The tree has various names, depending where you live in the southern United States. Water Oak is the most popular around here. They’re also known as Spotted Oaks, Duck Oaks, Orange Oaks, Punk Oaks and the somehow appropriate Possum Oak. It may get that name from the holes and hollows left from where the tree’s limbs fall off and create convenient hiding places for a certain marsupial. The Spotted Oak name probably came from the tree’s youth - when they are around six inches in diameter their bark is indeed spotted, with curious white, black, green, yellow and grey splotches. They grow out of this phase to become solid grey like their cousin, the sturdy Live Oak. The moniker Punk Oak works pretty well, given their reputation for being degenerates and causing trouble.
The tree’s stiff, spatula-shaped leaves are two-toned, dull green on top and pale underneath. Sometimes these leaf bottoms get infested with tiny wasps that sting the leaf when they are young and tender and cause them to respond by growing a small, tan, fluffy pom-pom in which the wasp’s babies grow all summer by sucking up some of the tree’s juices.
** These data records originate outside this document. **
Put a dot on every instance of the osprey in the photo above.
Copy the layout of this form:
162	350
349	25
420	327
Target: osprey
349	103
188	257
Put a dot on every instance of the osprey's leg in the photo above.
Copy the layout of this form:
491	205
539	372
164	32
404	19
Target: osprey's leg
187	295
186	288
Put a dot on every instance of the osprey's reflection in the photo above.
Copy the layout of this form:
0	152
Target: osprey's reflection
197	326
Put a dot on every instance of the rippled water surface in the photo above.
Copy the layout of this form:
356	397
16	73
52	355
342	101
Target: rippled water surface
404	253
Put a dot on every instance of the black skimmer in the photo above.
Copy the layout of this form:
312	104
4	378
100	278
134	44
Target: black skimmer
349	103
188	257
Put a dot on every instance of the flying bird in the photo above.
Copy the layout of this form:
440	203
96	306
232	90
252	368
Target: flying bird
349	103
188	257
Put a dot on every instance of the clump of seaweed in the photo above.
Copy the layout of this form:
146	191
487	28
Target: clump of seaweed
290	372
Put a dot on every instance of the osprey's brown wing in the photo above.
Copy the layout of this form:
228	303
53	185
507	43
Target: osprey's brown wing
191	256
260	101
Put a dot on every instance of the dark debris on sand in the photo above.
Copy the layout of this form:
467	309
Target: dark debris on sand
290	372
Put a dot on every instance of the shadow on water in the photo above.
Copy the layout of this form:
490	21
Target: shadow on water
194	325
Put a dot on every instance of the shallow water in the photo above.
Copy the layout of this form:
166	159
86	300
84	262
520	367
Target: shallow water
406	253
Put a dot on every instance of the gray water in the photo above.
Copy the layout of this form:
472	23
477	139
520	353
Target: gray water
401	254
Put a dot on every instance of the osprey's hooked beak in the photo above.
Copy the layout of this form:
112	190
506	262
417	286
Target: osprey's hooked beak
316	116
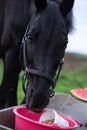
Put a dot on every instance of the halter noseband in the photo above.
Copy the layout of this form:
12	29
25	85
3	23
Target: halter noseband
38	72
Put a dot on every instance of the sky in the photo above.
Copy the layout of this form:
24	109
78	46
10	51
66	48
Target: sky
78	39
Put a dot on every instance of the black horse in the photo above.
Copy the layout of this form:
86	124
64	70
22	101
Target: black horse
43	46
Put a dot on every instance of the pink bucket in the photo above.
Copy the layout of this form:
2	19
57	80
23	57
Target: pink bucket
29	120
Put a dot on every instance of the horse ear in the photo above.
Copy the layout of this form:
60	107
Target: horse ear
40	4
66	6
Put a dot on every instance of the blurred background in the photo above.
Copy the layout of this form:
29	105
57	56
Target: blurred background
78	39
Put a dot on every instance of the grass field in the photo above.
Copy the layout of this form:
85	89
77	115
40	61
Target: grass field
69	79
The tree is pretty indiscriminate where it chooses to grow, accepting both poorly drained clay soils in bottomland and well-drained sandy soils. They are very prolific, spewing forth thousands of acorns that start thousands of scraggly little, misshapen saplings in the crowded woods that have little chance of achieving anything near magnificence.
All those acorns also make them a favorite part of the diet of deer, squirrels, raccoons, turkeys, ducks and quail. One of the reasons the tree pops up all over the woods is Mr. and Mrs. Squirrel do it the favor of burying up to a thousand of these seeds then fail to return to eat them before nature takes its course.